As the fate of hundreds of thousands of students remains up in the air, here are the reasons that some of America’s top education leaders signed the Stand for Children petition:
John King, former U.S. secretary of education:
“DACA has helped hundreds of thousand of young people pursue higher education, productive employment and a path to opportunity. DREAMers have attended K-12 schools here, are students across the nation’s higher-education campuses, are an integral part of our communities and the country’s economy, and will remain so. The country is best served by ensuring DACA students have access to opportunity.
“As educators, we stand up for our students — that is why so many education leaders have signed on to the petition. Any secretary of education, regardless of party, should work to advance the nation’s economic future by protecting DACA — and advocating for comprehensive immigration reform.”
Elisa Villanueva Beard, CEO, Teach for America:
“Since 2013, we have brought promising leaders with DACA status into classrooms where they’re most needed.
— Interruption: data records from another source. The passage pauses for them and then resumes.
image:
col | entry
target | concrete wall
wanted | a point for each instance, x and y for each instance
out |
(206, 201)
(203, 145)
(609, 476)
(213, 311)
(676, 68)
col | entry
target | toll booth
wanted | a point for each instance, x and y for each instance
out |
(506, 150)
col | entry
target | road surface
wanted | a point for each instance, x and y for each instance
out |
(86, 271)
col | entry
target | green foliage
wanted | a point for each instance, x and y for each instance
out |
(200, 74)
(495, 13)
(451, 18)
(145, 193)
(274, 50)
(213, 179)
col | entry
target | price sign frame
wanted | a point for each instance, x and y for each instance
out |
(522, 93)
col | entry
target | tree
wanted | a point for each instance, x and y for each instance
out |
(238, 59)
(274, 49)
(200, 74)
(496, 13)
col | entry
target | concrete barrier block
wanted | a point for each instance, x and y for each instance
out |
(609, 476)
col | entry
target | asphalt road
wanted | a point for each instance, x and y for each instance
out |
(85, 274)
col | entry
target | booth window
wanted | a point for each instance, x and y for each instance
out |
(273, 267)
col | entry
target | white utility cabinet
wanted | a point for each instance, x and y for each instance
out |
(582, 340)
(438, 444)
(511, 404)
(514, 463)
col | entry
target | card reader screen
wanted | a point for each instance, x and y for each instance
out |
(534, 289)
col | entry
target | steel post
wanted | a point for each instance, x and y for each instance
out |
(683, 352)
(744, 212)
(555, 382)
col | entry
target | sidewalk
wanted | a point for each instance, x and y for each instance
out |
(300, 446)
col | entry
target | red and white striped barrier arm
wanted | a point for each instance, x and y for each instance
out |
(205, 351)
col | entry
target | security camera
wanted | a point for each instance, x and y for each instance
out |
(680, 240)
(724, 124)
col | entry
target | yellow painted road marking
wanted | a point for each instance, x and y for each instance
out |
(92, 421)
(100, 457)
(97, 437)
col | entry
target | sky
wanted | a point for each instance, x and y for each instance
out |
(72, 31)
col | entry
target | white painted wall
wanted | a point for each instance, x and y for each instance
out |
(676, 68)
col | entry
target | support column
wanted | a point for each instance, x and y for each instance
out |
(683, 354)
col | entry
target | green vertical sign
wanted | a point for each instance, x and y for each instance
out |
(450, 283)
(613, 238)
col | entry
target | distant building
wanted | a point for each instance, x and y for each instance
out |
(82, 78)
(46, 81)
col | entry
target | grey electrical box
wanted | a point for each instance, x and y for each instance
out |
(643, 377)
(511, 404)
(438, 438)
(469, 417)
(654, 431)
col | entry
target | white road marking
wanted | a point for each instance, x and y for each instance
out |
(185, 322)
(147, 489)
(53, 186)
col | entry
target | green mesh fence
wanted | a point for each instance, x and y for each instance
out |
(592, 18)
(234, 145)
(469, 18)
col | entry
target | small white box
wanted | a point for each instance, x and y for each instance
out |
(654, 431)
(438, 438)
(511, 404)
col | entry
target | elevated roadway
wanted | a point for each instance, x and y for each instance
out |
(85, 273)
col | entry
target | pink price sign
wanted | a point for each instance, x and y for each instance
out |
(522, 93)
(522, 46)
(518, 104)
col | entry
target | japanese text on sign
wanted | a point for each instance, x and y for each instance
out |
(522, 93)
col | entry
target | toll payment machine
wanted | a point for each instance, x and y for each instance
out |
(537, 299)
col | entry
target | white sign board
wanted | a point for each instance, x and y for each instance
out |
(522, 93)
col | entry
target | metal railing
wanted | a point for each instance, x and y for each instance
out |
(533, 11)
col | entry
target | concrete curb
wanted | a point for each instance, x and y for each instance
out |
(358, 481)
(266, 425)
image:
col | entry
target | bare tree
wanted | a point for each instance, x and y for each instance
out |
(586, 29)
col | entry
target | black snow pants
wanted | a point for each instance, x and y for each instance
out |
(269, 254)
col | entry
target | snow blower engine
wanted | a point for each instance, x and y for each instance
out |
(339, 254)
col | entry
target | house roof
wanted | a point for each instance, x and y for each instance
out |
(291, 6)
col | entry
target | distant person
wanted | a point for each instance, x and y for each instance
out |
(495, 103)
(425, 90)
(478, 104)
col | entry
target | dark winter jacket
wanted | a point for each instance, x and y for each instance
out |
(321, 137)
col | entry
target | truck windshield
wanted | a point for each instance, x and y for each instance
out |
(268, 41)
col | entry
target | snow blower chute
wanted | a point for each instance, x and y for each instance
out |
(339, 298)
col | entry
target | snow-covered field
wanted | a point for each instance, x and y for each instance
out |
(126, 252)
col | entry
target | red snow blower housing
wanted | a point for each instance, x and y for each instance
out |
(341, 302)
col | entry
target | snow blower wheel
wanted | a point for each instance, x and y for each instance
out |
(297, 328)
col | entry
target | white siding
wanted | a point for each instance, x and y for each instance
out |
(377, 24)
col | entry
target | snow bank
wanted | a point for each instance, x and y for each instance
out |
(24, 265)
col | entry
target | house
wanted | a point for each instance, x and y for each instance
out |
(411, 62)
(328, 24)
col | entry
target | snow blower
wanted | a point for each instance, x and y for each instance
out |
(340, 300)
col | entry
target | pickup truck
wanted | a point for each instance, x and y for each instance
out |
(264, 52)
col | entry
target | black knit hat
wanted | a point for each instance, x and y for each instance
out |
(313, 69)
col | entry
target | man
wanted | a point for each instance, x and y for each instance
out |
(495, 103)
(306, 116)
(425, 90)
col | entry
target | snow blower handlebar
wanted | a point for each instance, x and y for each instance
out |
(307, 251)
The communities where we work and our country have benefited from the talent and commitment of more than 140 extraordinary individuals who were brought to the United States as children and have joined our leadership force. I remain hopeful that the administration will not rescind DACA protections and will work toward a long-term solution for DREAMers, including students in our classrooms who are undocumented. We believe that our DREAMer teachers should be able to teach and lead in their communities while pursuing pathways to citizenship. They are role models to the thousands of children they teach and to our nation at large.”
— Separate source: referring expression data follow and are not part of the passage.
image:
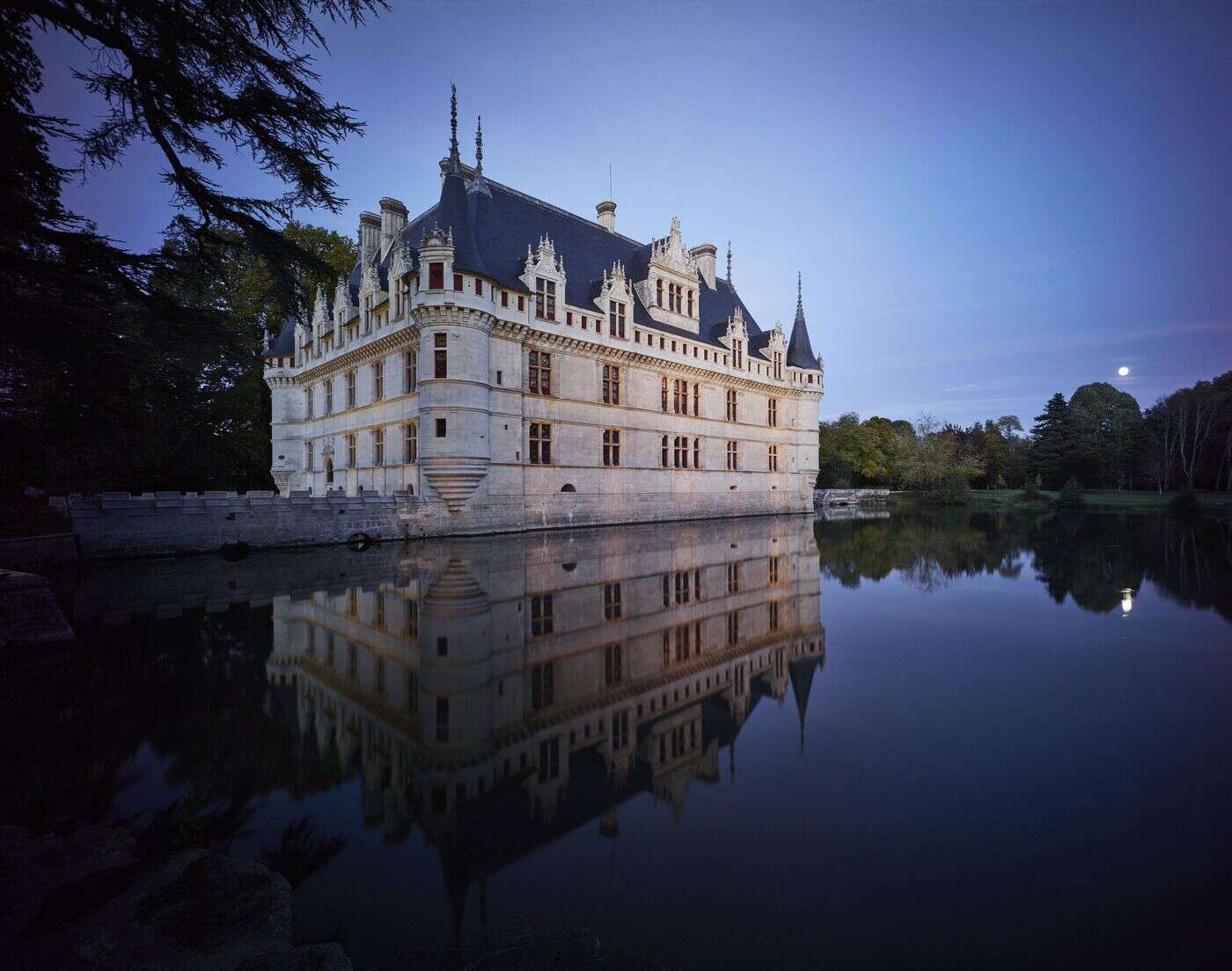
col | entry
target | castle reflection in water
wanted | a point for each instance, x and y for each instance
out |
(499, 691)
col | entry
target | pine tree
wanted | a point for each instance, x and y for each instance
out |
(1052, 441)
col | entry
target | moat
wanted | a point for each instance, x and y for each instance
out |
(918, 739)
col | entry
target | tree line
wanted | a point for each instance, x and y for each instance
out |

Shavar Jeffries, president, Democrats for Education Reform:
“For us to create a better future for all kids and communities, we have to ensure that our diversity continues to be our greatest strength as a nation. For many students who have been brought to this country as children, this is the only home they’ve known, and we believe that they should be able to get an excellent education — without the threat of deportation for themselves and their families — that will prepare them to contribute to the country they love. Additionally, the many educators who are DACA beneficiaries can serve as role models for students’ lifelong success as individuals who share the backgrounds of their students. It is our responsibility as advocates for kids to expand, not limit, opportunities for DREAMers.”
Jeremy Chiappetta, executive director, Blackstone Valley Prep Mayoral Academy in Rhode Island:
“Next year, we will be graduating our first-ever class of high school seniors. DACA is a critical piece to ensuring a path to success in college and the world beyond for all kids in our community and for our country.”
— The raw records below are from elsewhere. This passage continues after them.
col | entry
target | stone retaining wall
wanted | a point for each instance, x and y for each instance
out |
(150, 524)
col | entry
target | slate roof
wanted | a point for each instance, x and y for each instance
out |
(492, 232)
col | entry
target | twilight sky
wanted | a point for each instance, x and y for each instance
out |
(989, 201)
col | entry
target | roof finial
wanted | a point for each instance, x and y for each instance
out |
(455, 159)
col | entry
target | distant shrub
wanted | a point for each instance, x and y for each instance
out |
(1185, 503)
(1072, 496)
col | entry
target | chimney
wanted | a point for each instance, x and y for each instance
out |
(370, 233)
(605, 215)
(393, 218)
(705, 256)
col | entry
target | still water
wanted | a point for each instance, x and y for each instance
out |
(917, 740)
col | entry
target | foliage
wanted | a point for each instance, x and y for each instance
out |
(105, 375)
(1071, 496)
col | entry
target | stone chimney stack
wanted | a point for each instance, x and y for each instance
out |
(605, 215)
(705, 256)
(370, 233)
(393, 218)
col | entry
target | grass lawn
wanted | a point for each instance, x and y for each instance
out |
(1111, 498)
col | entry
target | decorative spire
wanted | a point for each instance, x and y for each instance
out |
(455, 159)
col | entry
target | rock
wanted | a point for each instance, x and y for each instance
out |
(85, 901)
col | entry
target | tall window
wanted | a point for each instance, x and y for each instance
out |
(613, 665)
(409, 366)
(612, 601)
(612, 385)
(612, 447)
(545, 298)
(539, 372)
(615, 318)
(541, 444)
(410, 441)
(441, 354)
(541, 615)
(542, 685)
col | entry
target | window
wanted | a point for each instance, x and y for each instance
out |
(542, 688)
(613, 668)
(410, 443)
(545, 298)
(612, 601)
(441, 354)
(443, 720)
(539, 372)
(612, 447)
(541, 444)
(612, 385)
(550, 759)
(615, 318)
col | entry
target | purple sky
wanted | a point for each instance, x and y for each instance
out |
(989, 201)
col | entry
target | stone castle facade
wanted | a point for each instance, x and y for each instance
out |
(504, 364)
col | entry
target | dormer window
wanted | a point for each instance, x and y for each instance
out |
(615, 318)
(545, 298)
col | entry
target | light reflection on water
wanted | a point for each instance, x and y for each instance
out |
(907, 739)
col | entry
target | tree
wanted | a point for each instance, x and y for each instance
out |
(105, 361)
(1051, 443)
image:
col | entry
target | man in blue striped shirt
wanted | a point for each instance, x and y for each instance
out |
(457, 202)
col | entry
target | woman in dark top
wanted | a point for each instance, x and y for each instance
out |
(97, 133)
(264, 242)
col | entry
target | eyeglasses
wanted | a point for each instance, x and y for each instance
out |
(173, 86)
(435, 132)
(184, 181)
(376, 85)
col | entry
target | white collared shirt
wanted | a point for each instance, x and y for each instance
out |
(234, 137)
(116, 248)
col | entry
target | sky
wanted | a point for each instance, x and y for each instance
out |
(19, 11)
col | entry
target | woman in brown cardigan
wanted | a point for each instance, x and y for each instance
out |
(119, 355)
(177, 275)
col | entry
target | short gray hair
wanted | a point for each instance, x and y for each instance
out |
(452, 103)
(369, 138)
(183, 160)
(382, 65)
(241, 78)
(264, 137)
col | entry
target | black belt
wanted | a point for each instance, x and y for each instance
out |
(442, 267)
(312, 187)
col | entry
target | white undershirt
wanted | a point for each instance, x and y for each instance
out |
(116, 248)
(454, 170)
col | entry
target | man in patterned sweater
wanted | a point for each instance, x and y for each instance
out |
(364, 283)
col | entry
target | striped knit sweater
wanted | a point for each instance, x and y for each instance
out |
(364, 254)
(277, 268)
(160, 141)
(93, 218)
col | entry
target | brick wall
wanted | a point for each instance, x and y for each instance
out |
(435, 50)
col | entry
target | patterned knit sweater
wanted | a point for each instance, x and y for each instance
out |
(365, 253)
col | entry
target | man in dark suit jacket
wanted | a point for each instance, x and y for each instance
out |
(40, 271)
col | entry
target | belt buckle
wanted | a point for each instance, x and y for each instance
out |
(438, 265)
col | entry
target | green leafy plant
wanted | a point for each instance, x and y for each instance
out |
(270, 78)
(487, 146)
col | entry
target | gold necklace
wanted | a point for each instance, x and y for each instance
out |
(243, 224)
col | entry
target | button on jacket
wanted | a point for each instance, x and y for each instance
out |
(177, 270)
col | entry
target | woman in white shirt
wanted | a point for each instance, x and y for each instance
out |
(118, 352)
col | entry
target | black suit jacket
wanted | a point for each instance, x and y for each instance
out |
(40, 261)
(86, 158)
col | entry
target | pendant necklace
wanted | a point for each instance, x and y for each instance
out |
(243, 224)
Chris Cerf, superintendent, Newark Public Schools:
“While we can’t be certain at this point exactly what the new administration will do regarding DACA, what we do know for certain is how the recent election, and the rhetoric that accompanied it, has made Newark families feel. The DACA program and the DREAM Act proposal gave many immigrant families in our community a greater sense of stability and inclusion. With the election, many of these families and even some educators have expressed real fears about their future. Newark is a community where one out of every three residents is born in another country, and 25 percent of students speak Spanish as a primary language at home. These students and their families contribute immeasurably to our community. I signed this petition to let them know that we at Newark Public Schools stand with them and will do everything in our power to ensure that they continue to have access to a high-quality education here in Newark.”